Of course she had put two and two together, my visits to Elkington and my manner, which I had flattered myself had not been distrait. On the chance that she knew more, from some source, I changed my tactics.

"I suppose you mean Maude Hutchins," I said.

Nancy laughed.

"So that's her name!"

"It's the name of a girl in Elkington. I've been doing legal work for the Hutchinses, and I imagine some idiot has been gossiping. She's just a young girl--much too young for me."

"Men are queer creatures," she declared. "Did you think I should be jealous?"

It was exactly what I had thought, but I denied it.

"Why should you be--even if there were anything to be jealous about? You didn't consult me when you got married. You merely announced an irrevocable decision."

Nancy leaned forward and laid her hand on my arm.

"My dear," she said, "strange as it may seem, I want you to be happy. I don't want you to make a mistake, Hugh, too great a mistake."

I was surprised and moved. Once more I had a momentary glimpse of the real Nancy....

Our conversation was interrupted by the arrival of Ralph Hambleton....

XIV.

However, thoughts of Maude continued to possess me. She still appeared the most desirable of beings, and a fortnight after my repulse, without any excuse at all, I telegraphed the George Hutchinses that I was coming to pay them a visit. Mrs. George, wearing a knowing smile, met me at the station in a light buck-board.

"I've asked Maude to dinner," she said....

Thus with masculine directness I returned to the charge, and Maude's continued resistance but increased my ardour; could not see why she continued to resist me.

"Because I don't love you," she said.

This was incredible. I suggested that she didn't know what love was, and she admitted it was possible: she liked me very, very much. I told her, sagely, that this was the best foundation for matrimony. That might be, but she had had other ideas. For one thing, she felt that she did not know me.... In short, she was charming and maddening in her defensive ruses, in her advances and retreats, for I pressed her hard during the four weeks which followed, and in them made four visits. Flinging caution to the winds, I did not even pretend to George that I was coming to see him on business. I had the Hutchins family on my side, for they had the sense to see that the match would be an advantageous one; I even summoned up enough courage to talk to Ezra Hutchins on the subject.

"I'll not attempt to influence Maude, Mr. Paret--I've always said I wouldn't interfere with her choice. But as you are a young man of sound habits, sir, successful in your profession, I should raise no objection. I suppose we can't keep her always."

To conceal his emotion, he pulled out the watch he lived by. "Why, it's church time!" he said.... I attended church regularly at Elkington....

On a Sunday night in June, following a day during which victory seemed more distant than ever, with startling unexpectedness Maude capitulated. She sat beside me on the bench, obscured, yet the warm night quivered with her presence. I felt her tremble.... I remember the first exquisite touch of her soft cheek. How strange it was that in conquest the tumult of my being should be stilled, that my passion should be transmuted into awe that thrilled yet disquieted! What had I done? It was as though I had suddenly entered an unimagined sanctuary filled with holy flame....

Presently, when we began to talk, I found myself seeking more familiar levels. I asked her why she had so long resisted me, accusing her of having loved me all the time.

"Yes, I think I did, Hugh.

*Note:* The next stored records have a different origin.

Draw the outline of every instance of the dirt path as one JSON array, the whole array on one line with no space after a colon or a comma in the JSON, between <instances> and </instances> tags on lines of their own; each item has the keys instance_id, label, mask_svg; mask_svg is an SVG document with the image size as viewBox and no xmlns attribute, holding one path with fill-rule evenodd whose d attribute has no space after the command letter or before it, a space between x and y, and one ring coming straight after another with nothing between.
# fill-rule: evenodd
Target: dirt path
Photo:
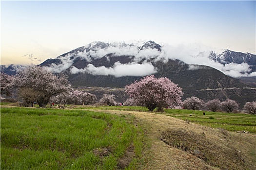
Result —
<instances>
[{"instance_id":1,"label":"dirt path","mask_svg":"<svg viewBox=\"0 0 256 170\"><path fill-rule=\"evenodd\" d=\"M249 144L246 144L248 147L243 148L243 149L239 149L239 150L245 153L246 151L249 152L255 152L255 150L252 151L252 149L253 150L253 148L256 146L255 145L256 141L255 135L250 134L244 136L244 135L243 134L244 136L240 136L240 140L237 141L236 139L238 139L237 135L238 135L236 133L229 133L230 135L228 137L220 133L218 129L188 123L186 121L163 115L154 113L126 111L98 110L98 111L114 114L133 115L142 127L145 128L145 129L147 130L147 131L145 132L146 140L145 141L145 149L142 153L143 162L141 164L141 169L142 170L220 170L222 168L230 169L230 167L232 167L232 166L236 166L236 165L235 164L236 162L232 162L232 163L230 163L231 165L229 168L229 165L225 164L226 164L225 162L229 161L229 160L226 158L227 155L223 153L222 152L232 152L233 154L233 151L230 151L230 149L229 149L229 150L227 150L228 148L226 151L224 151L228 146L229 147L231 144L233 145L235 153L235 148L239 148L245 144L242 142L246 141L248 142L248 141L251 141ZM198 156L196 156L191 153L166 144L166 143L160 140L160 137L162 133L167 131L173 132L179 131L179 132L186 132L186 134L190 135L190 137L194 138L194 139L197 140L197 143L196 144L197 145L200 145L200 143L202 143L202 145L204 145L211 144L211 146L216 146L216 151L215 151L215 149L212 148L212 148L209 147L209 149L211 150L211 153L210 151L209 152L211 154L213 152L218 155L217 161L219 161L219 163L218 162L217 163L220 165L218 164L216 166L210 162L207 162L198 158ZM193 142L193 141L191 142L191 143ZM207 146L203 146L204 148L200 147L200 146L198 147L200 148L206 148L207 150ZM237 156L236 156L238 157L237 159L239 159L240 157L239 155ZM243 156L243 158L247 158L245 156ZM242 156L241 156L240 157L241 158ZM250 165L249 165L249 167L247 167L248 165L246 165L246 167L253 168L255 169L256 165L255 164L256 162L253 162L253 160L251 161L250 160L251 159L251 157L249 157L248 159L249 159L249 163ZM238 161L240 160L238 160ZM248 163L248 161L247 161L247 162ZM232 164L235 164L233 165ZM216 168L217 167L221 168L221 166L222 168ZM238 167L236 168L237 169L243 169ZM246 169L248 169L248 168Z\"/></svg>"}]
</instances>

Only--I didn't know it."

"You must have felt something, that afternoon when I first proposed to you!"

"You didn't really want me, Hugh. Not then."

Surprised, and a little uncomfortable at this evidence of intuition, I started to protest. It seemed to me then as though I had always wanted her.

"No, no," she exclaimed, "you didn't. You were carried away by your feelings--you hadn't made up your mind. Indeed, I can't see why you want me now."

"You believe I do," I said, and drew her toward me.

"Yes, I--I believe it, now. But I can't see why. There must be so many attractive girls in the city, who know so much more than I do."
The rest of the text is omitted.